Zu der in der Inschrift ausführlich geschilderten Stiftung der Garlopenhäuser vgl. Nr. 383. Die beiden Wappen beziehen sich auf das Stifterehepaar Heinrich II. Garlop und Anna von Bardewick (vgl. Nr. 380). Die von dem Gießer Valentin Barchmann signierte Bronzetafel dürfte zusammen mit den beiden inschriftlich auf 1555 datierten Bronzetafeln Nr. 385 gegossen worden sein.4) Zu der Gießerfamilie Barchmann vgl. Nr. 260.

Textkritischer Apparat

  1. pro pensilissimo Krüger/Reinecke.
  2. acre Krüger/Reinecke.

Anmerkungen

  1. Inv. Nr. E 32.
  2. Wappen Garlop (Hundekopf mit einer Schelle am Halsband). Vgl. Büttner, Genealogiae.
  3. Wappen Bardewick (aufgerichtete Rübe mit zwei Blättern). Vgl. Büttner, Genealogiae.
  4. Alpers, Garlopenhäuser, S. 79, erkennt eine auffallende Ähnlichkeit kleiner Teile der Inschrift mit dem in deutscher Sprache verfassten Brief des Franz Witzendorff an die Stadt Lüneburg vom 12. April 1558 (StA Lüneburg, UA b: 1558 April 12), in dem es um die den Erbauern einzuräumenden Sonderrechte an den Häusern geht, und datiert die Bronzetafel daher auf das Jahr 1558. Dieses Argument ist jedoch wenig belastbar, da das in deutscher Sprache abgefasste Schreiben nur die üblichen allgemein gebräuchlichen Floskeln enthält.

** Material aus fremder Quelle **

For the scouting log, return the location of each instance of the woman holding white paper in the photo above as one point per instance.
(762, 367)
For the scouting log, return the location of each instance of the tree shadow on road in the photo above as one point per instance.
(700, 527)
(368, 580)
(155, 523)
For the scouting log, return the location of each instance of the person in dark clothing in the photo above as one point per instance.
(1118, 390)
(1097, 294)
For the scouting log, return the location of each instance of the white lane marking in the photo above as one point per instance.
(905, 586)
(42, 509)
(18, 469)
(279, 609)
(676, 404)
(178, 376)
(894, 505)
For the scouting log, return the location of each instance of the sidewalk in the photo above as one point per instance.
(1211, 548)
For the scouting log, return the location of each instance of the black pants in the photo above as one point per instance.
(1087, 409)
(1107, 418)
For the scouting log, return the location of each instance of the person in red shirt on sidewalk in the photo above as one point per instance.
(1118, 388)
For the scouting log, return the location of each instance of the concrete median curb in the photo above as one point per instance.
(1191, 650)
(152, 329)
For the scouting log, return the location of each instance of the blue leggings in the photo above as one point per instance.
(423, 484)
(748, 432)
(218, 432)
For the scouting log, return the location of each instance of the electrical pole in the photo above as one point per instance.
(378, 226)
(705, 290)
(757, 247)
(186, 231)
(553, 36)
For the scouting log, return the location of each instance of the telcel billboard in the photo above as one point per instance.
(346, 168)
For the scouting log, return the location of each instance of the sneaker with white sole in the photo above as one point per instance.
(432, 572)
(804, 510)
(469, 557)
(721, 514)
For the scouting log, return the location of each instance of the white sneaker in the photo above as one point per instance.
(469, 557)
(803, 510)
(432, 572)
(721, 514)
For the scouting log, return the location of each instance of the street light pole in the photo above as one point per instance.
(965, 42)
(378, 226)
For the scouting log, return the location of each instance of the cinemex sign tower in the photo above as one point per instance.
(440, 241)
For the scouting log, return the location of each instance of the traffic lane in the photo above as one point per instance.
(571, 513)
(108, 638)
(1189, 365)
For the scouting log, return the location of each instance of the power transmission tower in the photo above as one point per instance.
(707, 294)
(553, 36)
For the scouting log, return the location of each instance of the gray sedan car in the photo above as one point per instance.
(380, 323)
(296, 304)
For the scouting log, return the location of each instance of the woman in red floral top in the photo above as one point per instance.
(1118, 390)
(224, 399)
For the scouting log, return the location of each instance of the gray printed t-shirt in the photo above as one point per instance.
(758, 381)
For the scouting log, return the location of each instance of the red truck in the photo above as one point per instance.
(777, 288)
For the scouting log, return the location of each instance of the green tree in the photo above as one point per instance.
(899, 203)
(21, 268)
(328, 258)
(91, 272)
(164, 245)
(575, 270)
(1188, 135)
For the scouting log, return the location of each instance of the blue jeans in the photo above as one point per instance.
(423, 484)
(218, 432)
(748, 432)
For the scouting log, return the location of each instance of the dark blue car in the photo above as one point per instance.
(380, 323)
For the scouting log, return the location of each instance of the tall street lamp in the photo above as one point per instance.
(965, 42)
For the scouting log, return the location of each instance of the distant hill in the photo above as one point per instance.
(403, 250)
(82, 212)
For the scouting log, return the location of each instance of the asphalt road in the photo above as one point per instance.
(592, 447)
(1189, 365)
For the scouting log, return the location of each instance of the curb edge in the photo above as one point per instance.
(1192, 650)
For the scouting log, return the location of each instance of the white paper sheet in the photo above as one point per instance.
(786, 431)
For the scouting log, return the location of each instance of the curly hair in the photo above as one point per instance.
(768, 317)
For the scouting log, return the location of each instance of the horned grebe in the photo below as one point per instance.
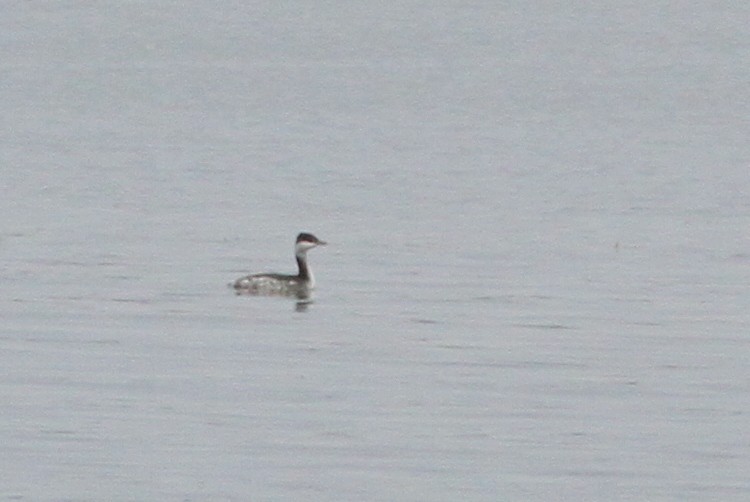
(298, 285)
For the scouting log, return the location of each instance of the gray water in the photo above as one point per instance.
(536, 286)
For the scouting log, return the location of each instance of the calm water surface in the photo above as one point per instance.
(536, 283)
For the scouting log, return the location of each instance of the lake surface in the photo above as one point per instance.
(536, 284)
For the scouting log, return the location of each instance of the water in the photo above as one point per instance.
(536, 283)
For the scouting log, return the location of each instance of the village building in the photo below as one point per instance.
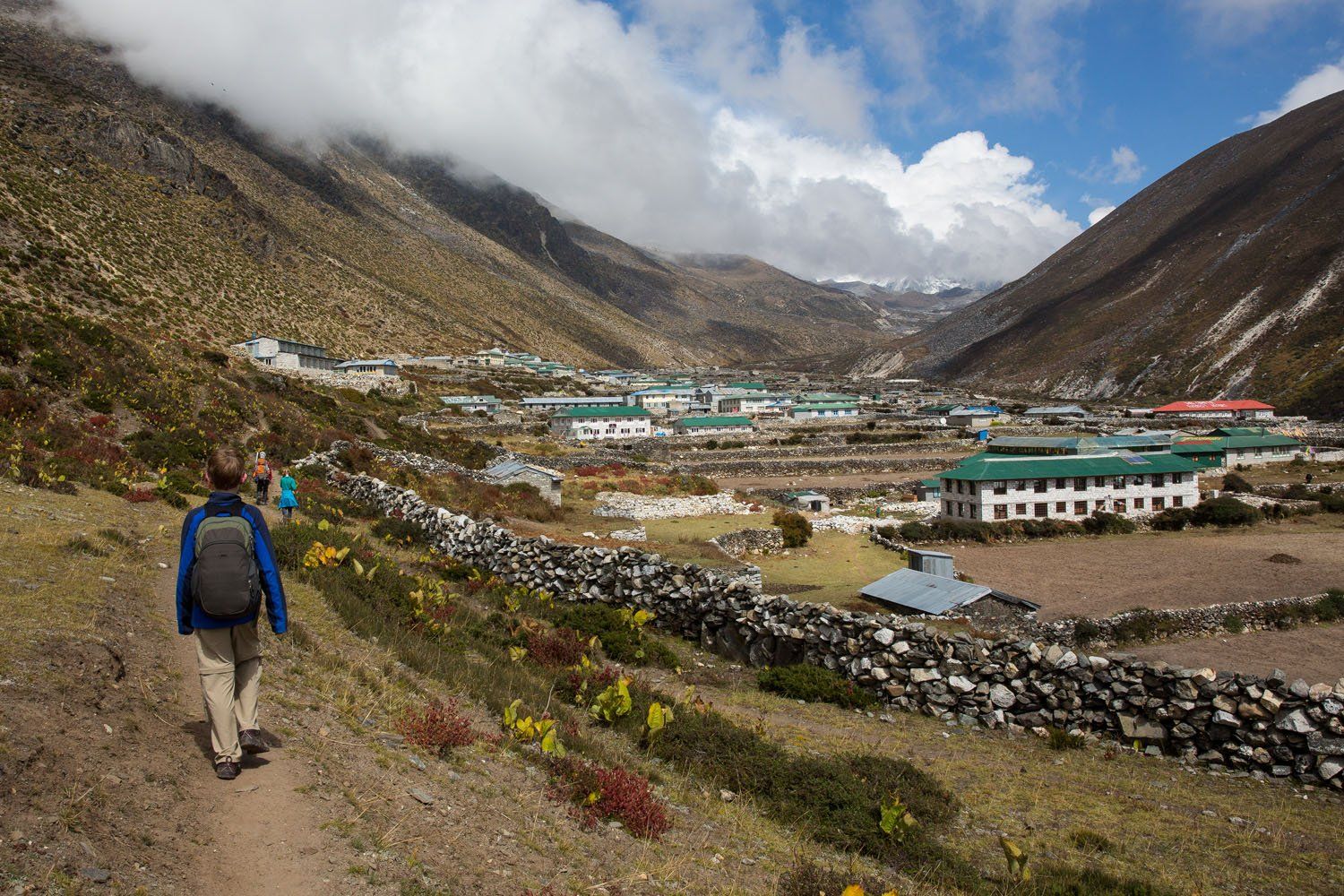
(664, 400)
(929, 490)
(472, 403)
(753, 403)
(374, 367)
(808, 500)
(1064, 411)
(1061, 446)
(712, 425)
(287, 354)
(556, 402)
(1230, 446)
(822, 411)
(547, 482)
(486, 358)
(590, 424)
(929, 586)
(996, 487)
(972, 418)
(1241, 410)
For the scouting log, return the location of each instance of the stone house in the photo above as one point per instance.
(712, 425)
(591, 424)
(1242, 410)
(822, 411)
(808, 500)
(547, 482)
(472, 403)
(287, 354)
(995, 487)
(375, 367)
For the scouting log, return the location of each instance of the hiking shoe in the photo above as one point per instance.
(252, 742)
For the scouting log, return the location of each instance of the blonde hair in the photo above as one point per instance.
(226, 468)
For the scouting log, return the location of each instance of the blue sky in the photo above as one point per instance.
(897, 142)
(1163, 80)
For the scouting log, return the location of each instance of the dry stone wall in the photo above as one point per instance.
(1233, 721)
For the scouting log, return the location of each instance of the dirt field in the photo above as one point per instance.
(1098, 576)
(1314, 653)
(820, 481)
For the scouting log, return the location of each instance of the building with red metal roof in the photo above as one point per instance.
(1241, 409)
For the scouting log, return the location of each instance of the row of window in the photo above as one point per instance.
(1077, 482)
(1062, 508)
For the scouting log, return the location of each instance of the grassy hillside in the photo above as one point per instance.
(174, 218)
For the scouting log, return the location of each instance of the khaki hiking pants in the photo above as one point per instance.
(228, 661)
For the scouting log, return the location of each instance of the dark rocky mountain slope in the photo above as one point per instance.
(1223, 279)
(177, 220)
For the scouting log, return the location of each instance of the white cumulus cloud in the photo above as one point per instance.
(1097, 214)
(659, 131)
(1322, 82)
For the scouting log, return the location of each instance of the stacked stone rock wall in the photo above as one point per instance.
(1234, 721)
(749, 541)
(640, 506)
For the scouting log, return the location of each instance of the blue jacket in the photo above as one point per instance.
(190, 616)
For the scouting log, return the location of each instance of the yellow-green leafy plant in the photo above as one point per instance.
(613, 702)
(324, 555)
(656, 720)
(1016, 857)
(529, 729)
(897, 821)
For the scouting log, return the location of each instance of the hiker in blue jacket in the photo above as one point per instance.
(228, 563)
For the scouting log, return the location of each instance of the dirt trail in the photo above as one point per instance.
(266, 836)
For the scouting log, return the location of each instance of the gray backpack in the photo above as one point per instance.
(225, 581)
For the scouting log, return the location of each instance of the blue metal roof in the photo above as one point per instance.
(910, 590)
(922, 592)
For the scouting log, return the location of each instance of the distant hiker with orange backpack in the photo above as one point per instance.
(228, 564)
(261, 476)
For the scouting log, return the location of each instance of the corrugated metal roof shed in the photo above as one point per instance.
(510, 468)
(913, 591)
(922, 592)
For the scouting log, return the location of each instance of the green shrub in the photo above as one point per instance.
(395, 530)
(814, 684)
(1223, 512)
(1172, 519)
(1062, 739)
(620, 641)
(796, 528)
(917, 532)
(1102, 522)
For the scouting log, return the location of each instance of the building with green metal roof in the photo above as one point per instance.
(711, 425)
(1233, 445)
(612, 422)
(1002, 487)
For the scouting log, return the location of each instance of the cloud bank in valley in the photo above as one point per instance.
(639, 128)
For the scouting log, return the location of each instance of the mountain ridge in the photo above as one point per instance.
(1225, 277)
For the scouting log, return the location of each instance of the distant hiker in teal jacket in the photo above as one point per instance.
(288, 485)
(228, 563)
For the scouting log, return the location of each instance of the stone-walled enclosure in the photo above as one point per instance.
(1228, 720)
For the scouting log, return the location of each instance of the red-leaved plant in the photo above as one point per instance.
(438, 727)
(602, 794)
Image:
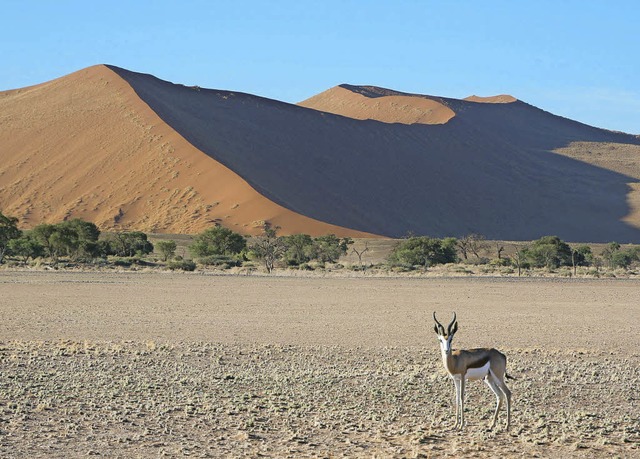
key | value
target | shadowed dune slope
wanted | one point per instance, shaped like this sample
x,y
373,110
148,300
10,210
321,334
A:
x,y
491,169
86,146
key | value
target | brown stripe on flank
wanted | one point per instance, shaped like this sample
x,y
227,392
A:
x,y
479,363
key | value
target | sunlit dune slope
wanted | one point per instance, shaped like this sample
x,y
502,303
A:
x,y
86,146
490,169
365,103
128,150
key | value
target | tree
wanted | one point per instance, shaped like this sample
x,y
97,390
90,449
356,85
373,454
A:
x,y
268,247
128,244
581,256
166,248
299,249
8,231
217,241
550,252
472,243
26,247
329,248
424,251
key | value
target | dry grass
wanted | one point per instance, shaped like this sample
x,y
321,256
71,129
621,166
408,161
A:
x,y
250,367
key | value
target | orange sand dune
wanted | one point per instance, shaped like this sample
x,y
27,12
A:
x,y
393,108
500,99
86,146
128,150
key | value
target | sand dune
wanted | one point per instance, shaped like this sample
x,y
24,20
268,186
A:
x,y
86,146
128,150
388,108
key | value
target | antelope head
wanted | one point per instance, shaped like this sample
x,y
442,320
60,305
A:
x,y
445,337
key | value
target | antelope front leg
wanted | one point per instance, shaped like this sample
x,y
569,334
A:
x,y
456,388
462,403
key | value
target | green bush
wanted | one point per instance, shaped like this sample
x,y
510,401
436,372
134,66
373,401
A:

Dass Witzendorff bei der Abfassung des Schreibens Floskeln der von ihm verfassten lateinischen Inschrift der Bronzetafel ins Deutsche übernommen haben könnte, erwägt Alpers nicht.

Nachweise

  1. Büttner, Inscriptiones.
  2. Büttner, Genealogiae, Stammtafel Garlop.
  3. Krüger/Reinecke, Kunstdenkmale, S. 309f.
  4. Alpers, Garlopenhäuser, S. 55 u. Abb. Tafel 3.

Zitierhinweis:
DI 100, Stadt Lüneburg, Nr. 386 (Sabine Wehking), in: www.inschriften.net, urn:nbn:de:0238-di100g019k0038605.